# Cifar-10 tutorial

This notebook introduces advanced tools like MLP mixer, which involves residual connections with Lipschitz guarantees, other input space (HSB) and loss gradient clipping.

## Imports

The library is based on tensorflow.

In [1]:
import tensorflow as tf

### lip-dp dependencies

The need a model `DP_Model` that handles the noisification of gradients. It is trained with a `loss`. The model is initialized with the convenience function `DPParameters`. 

In [2]:
from deel.lipdp import losses
from deel.lipdp.model import DP_Model
from deel.lipdp.model import DPParameters

The `DP_Accountant` callback keeps track of $(\epsilon,\delta)$-DP values epoch after epoch. In practice we may be interested in reaching the maximum val_accuracy under privacy constraint $\epsilon$: the convenience function `get_max_epochs` exactly does that by performing a dichotomy search over the number of epochs.

In [3]:
from deel.lipdp.model import DP_Accountant
from deel.lipdp.sensitivity import get_max_epochs

The framework requires a control of the maximum norm of inputs. This can be ensured with input clipping for example: `bound_clip_value`.

In [4]:
from deel.lipdp.pipeline import bound_clip_value
from deel.lipdp.pipeline import load_and_prepare_data

## Setup DP Lipschitz model

Here we apply the "global" strategy, with a noise multiplier $2.5$. Note that for Cifar-10 the dataset size is $N=50,000$, and it is recommended that $\delta<\frac{1}{N}$. So we propose a value of $\delta=10^{-5}$.  

In [5]:
import warnings
warnings.filterwarnings("ignore")

dp_parameters = DPParameters(
    noisify_strategy="global",
    noise_multiplier=4.0,
    delta=1e-5,
)

epsilon_max = 10.0

With many parameters, it can be interesting to use `local` strategy over `global`, since the effective noise growths as $\mathcal{O}(\sqrt{(D)})$ in `global` strategy. Since the privacy leakge is more important is `local` strategy, we compensate with high `noise_multiplier`.
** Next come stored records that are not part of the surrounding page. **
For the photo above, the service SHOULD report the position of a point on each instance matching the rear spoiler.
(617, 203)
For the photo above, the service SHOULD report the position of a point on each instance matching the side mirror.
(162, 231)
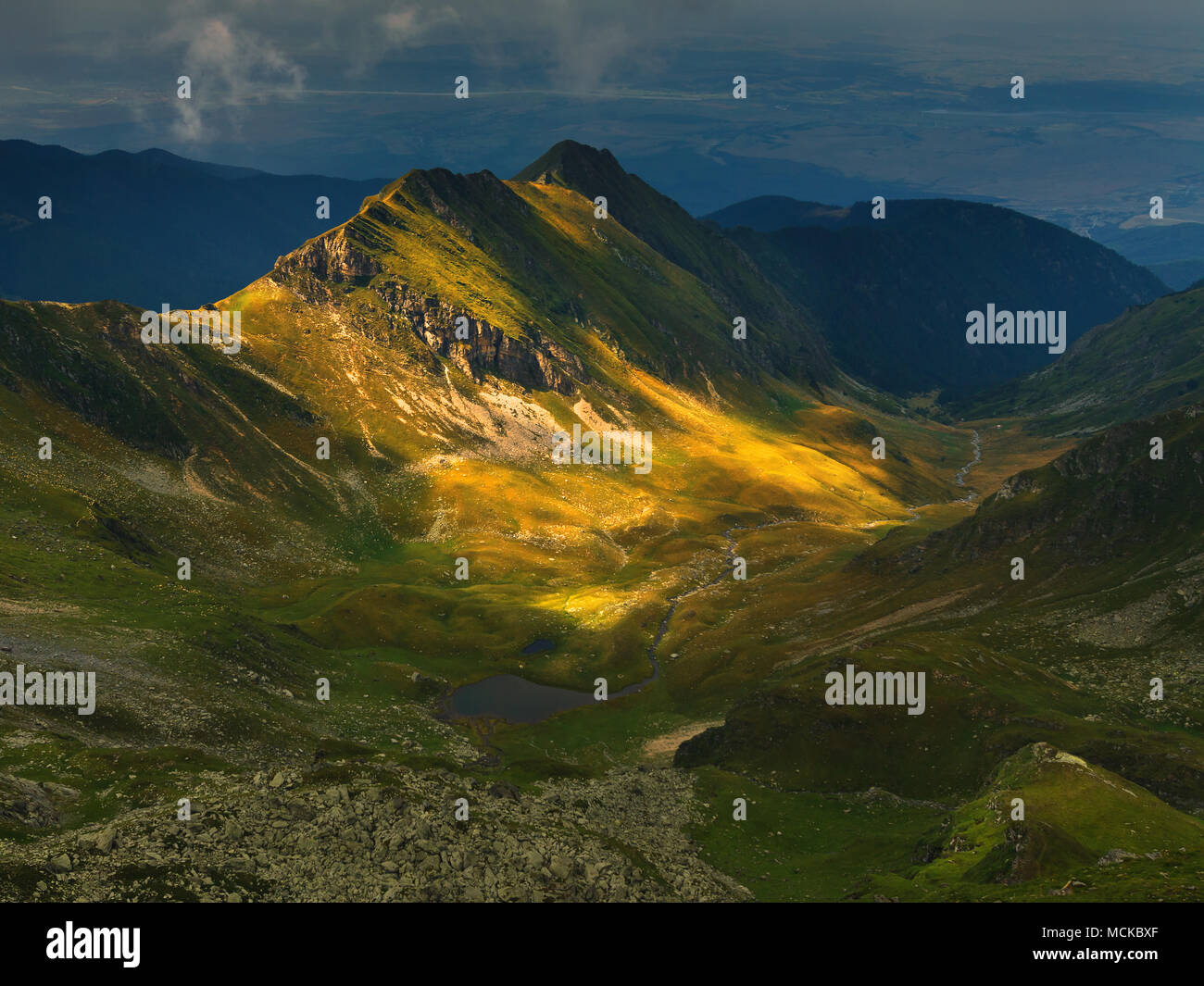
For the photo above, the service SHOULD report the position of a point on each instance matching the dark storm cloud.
(61, 58)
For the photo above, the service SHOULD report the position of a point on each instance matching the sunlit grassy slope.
(440, 449)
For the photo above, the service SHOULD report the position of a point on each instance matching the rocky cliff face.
(534, 361)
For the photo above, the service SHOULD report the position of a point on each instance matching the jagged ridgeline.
(434, 344)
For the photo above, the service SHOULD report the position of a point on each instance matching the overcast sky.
(337, 87)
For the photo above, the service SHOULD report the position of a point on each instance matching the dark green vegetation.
(149, 228)
(891, 295)
(1144, 363)
(344, 568)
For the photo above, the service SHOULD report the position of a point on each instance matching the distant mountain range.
(366, 496)
(891, 295)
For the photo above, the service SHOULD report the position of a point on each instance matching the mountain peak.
(572, 165)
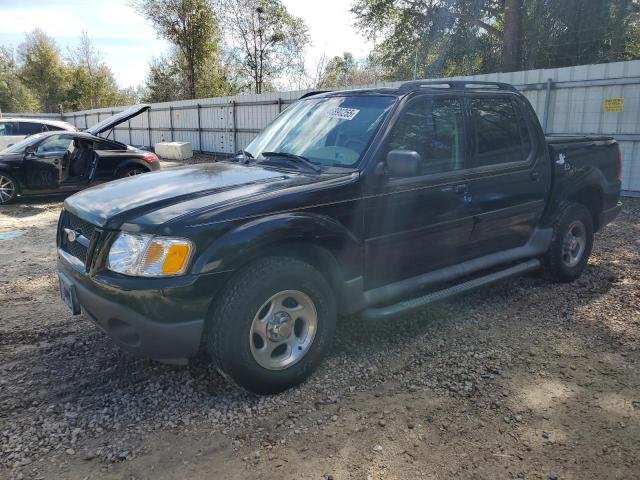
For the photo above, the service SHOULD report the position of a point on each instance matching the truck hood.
(152, 199)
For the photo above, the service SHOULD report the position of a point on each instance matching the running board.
(407, 306)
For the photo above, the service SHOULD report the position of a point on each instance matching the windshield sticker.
(343, 113)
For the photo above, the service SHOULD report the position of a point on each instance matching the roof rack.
(453, 84)
(314, 92)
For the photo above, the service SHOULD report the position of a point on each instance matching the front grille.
(81, 227)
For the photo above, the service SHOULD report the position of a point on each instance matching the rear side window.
(7, 128)
(501, 134)
(29, 128)
(433, 127)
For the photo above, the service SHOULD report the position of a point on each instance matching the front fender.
(246, 241)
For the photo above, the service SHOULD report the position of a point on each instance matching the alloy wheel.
(283, 330)
(574, 244)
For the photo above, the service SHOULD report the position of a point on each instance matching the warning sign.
(614, 105)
![DP-SGD accountant](fig_accountant.png "DP-SGD accountant")

### Loading the data

We clip the elementwise input upper-bound to $40.0$. The operates in `HSV` space. The train set is augmented with random left/right flips.

In [6]:
def augmentation_fct(image, label):
    image = tf.image.random_flip_left_right(image)
    return image, label

input_upper_bound = 30.0
ds_train, ds_test, dataset_metadata = load_and_prepare_data(
    "cifar10",
    colorspace="HSV",
    batch_size=10_000,
    drop_remainder=True,  # accounting assumes fixed batch size
    augmentation_fct=augmentation_fct,
    bound_fct=bound_clip_value(  # other strategies are possible, like normalization.
        input_upper_bound
    ),  # clipping preprocessing allows to control input bound
)

2023-05-24 17:27:24.335576: I tensorflow/core/platform/cpu_feature_guard.cc:151] This TensorFlow binary is optimized with oneAPI Deep Neural Network Library (oneDNN) to use the following CPU instructions in performance-critical operations:  AVX2 FMA
To enable them in other operations, rebuild TensorFlow with the appropriate compiler flags.
2023-05-24 17:27:24.905888: I tensorflow/core/common_runtime/gpu/gpu_device.cc:1525] Created device /job:localhost/replica:0/task:0/device:GPU:0 with 47066 MB memory:  -> device: 0, name: Quadro RTX 8000, pci bus id: 0000:03:00.0, compute capability: 7.5


### Build the MLP Mixer model

We imitate the interface of Keras. We use common layers found in deel-lip, which a wrapper that handles the bound propagation. 

In [7]:
from deel.lipdp.layers import DP_AddBias
from deel.lipdp.layers import DP_BoundedInput
from deel.lipdp.layers import DP_ClipGradient
from deel.lipdp.layers import DP_Flatten
from deel.lipdp.layers import DP_GroupSort
from deel.lipdp.layers import DP_Lambda
from deel.lipdp.layers import DP_LayerCentering
from deel.lipdp.layers import DP_Permute
from deel.lipdp.layers import DP_QuickSpectralDense
from deel.lipdp.layers import DP_Reshape
from deel.lipdp.layers import DP_ScaledGlobalL2NormPooling2D
from deel.lipdp.layers import DP_ScaledL2NormPooling2D
from deel.lipdp.layers import DP_QuickSpectralConv2D

The MLP Mixer uses residual connections. Residuals connections are handled with the utility function `make_residuals` that wraps the layers inside a block that handles bounds propagation.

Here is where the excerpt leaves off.